Once Arnice has fought her way through demons and returns back to Ende Hotel she will be able to level up her Servans as well as herself. While Servans gain levels simply from successfully surviving a stage, Arnice must take advantage of Blood that is gathered in combat and completing quests to level up at the Altar of Jorth. As mentioned earlier, many of Arnice’s abilities are initially locked away and by gaining levels certain game mechanics will open up.

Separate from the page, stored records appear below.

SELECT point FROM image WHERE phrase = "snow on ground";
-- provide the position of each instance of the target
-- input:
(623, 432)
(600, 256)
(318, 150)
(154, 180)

While at the hotel Arnice will also be able to summon new Servans with “fetish” items that she has acquired in her battles and it is a nice touch that many of the Servans have their own little personalities that pop up from time to time. Finally there are some daytime activities as well, though these are incredibly uninspired. Arnice will take part in certain activities during the day on her own and will raise various abilities and the game will explain what she did off camera. This is a rather unfortunate way to handle a system that could have easily been expanded to allow players to see how Ruswal Island looks during the day when everyone isn’t hiding in fear.
Visuals & Audio
Nights of Azure marks the first game from Gust to actually be produced and released for the PlayStation 4, with another Atelier game following shortly after though that one hasn’t been released in the West yet. It is clear that the team was able to transition into the new console generation rather well as the character models in the game are absolutely gorgeous looking and have a nice level of detail to them. The environments help create a great atmosphere for battling and the various demon forms that Arnice can transform into are similarly well handled. It is worth noting that despite the game’s release on the PlayStation 4, there are still a few moments that the game will slow down a bit during intense action scenes.

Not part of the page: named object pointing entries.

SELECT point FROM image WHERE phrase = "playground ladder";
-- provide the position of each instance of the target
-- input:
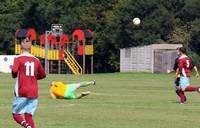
(72, 63)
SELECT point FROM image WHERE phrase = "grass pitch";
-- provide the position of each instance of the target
(119, 100)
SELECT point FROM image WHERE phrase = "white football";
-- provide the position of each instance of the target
(136, 21)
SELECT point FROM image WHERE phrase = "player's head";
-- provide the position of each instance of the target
(177, 51)
(26, 44)
(182, 50)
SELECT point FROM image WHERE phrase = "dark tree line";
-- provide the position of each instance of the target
(171, 21)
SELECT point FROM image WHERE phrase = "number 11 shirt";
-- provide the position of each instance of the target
(27, 69)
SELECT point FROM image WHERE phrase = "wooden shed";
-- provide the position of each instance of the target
(151, 58)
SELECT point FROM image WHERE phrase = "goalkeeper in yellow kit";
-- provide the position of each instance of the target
(59, 90)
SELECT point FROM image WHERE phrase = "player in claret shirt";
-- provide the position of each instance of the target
(27, 69)
(185, 66)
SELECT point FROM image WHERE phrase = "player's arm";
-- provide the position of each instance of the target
(177, 73)
(41, 73)
(180, 66)
(15, 68)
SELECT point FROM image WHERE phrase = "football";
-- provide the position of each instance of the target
(136, 21)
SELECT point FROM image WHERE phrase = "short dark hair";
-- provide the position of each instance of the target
(183, 50)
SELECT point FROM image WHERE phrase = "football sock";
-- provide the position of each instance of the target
(191, 89)
(20, 120)
(182, 96)
(85, 84)
(29, 119)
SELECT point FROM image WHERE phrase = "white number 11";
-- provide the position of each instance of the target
(29, 67)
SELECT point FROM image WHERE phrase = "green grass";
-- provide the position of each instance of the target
(119, 100)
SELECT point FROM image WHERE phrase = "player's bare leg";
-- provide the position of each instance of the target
(83, 94)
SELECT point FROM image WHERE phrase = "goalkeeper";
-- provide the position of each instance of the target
(59, 90)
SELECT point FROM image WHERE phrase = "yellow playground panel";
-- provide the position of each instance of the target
(39, 52)
(89, 49)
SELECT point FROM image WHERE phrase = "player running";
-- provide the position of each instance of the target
(27, 69)
(59, 90)
(185, 67)
(177, 80)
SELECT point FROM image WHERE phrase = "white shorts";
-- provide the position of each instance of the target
(184, 82)
(23, 105)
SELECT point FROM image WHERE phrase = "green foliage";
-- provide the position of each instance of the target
(119, 100)
(161, 21)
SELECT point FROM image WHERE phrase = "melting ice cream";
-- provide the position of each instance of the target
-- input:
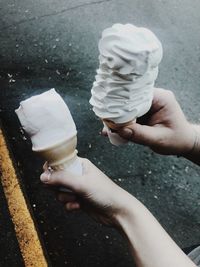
(48, 121)
(129, 58)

As for the soundtrack, Nights of Azure sports a very satisfying mix of themes that fit the atmosphere of the game well, with tunes ranging from guitar sets for combat and gentle tunes to fit the bonding moments between Lilysse and Arnice. It is worth noting that this release only features the original Japanese voice cast with English subtitles but thankfully the cast is presented well with voice work befitting their characters’ personalities.
Nights of Azure is a title that delivers in a number of places but falls short in its overall storyline. The combat system is incredibly enjoyable but lacks any real challenge unless you intentionally limit yourself and while the story may be unfortunately simplistic and certain moments go unexplored, the relationship that develops between Lilyse and Arnice over the course of the game helps hold things together. With multiple endings to unlock and a fresh style unlike what fans of Gust are used to, Nights of Azure is an interesting but flawed title.